The latest instalment in the Subodh series by the Bangladeshi guerilla artist HOBEKI? appeared on Tuesday, June 30 - only this time across the border for the first time, in the mountainous Indian state of Sikkim.
The stencilled graffiti, executed in HOBEKI?’s distinctive style on the concrete south-west wing wall of Majitar Nala Bridge, on the famous Gangtok-Rangpo Road in Sikkim. Rangpo is known as the Gateway to Sikkim.
It measures approximately 20 x 12 ft and carries the artist’s name tag, HOBEKI?, on the right side. According to art agency ARTCON, the work remains visible and has been confirmed through HOBEKI?’s Instagram page, as well as ARTCON’s ongoing documentation of the artist’s practice.
The location is not accidental. Rangpo is widely known as a gateway town to Sikkim, situated near the West Bengal border and along the Teesta-Rangpo river corridor. It is one of the key entry points into Sikkim on the route toward Gangtok, where movement, arrival, documentation, and permission are already part of everyday life. That geography turns the graffiti into more than an image. It becomes a border event.

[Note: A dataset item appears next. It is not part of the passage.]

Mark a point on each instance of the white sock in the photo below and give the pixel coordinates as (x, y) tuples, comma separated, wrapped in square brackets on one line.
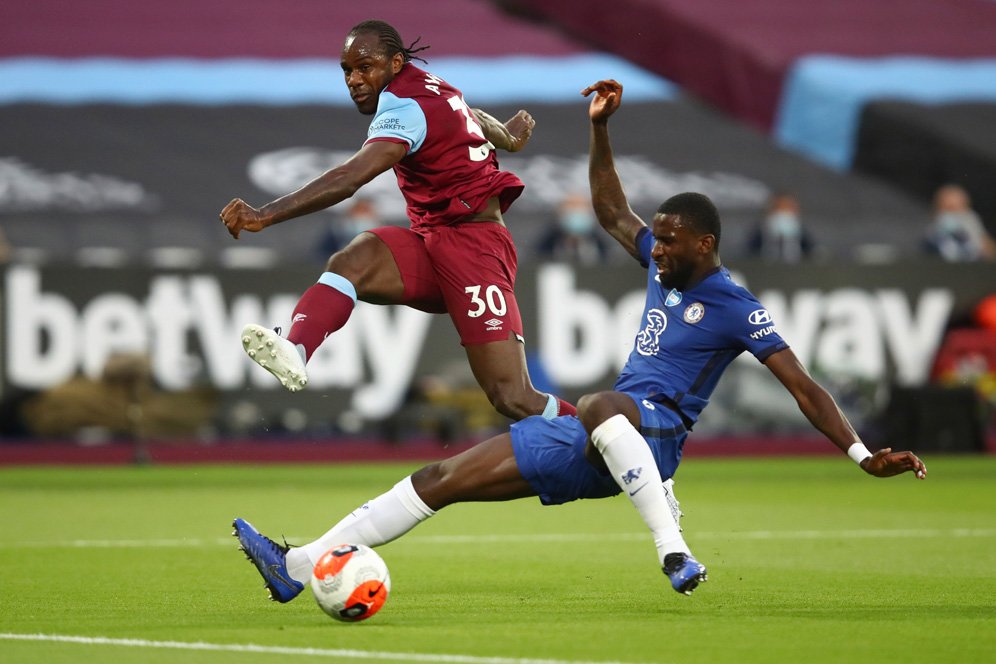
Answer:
[(552, 407), (386, 517), (632, 465)]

The work shows Subodh, HOBEKI?’s iconic bearded figure, in a strikingly altered posture. He is bare-bodied, with messy hair and tattered jeans, lying on a hammock. But the hammock is tied with barbed wire. In his right hand, Subodh holds up a wire cutter. His left arm hangs down toward a water bucket placed on the ground. At first glance, the scene appears relaxed, almost like a traveller resting after a long journey. But each object quietly complicates that calm.
For years, Subodh has been one of the most recognizable figures in Bangladesh’s contemporary street-art scene. Earlier Subodh series as stencil and spray-paint works showed a gaunt young man in tattered jeans, often running with a cage containing a bright sun.
These works were accompanied by messages urging him to flee, as if time, luck, and society itself had turned against him. The series has been read as socially ambivalent, politically ambiguous, and closely tied to anxieties around migration, censorship, despair, and public conscience.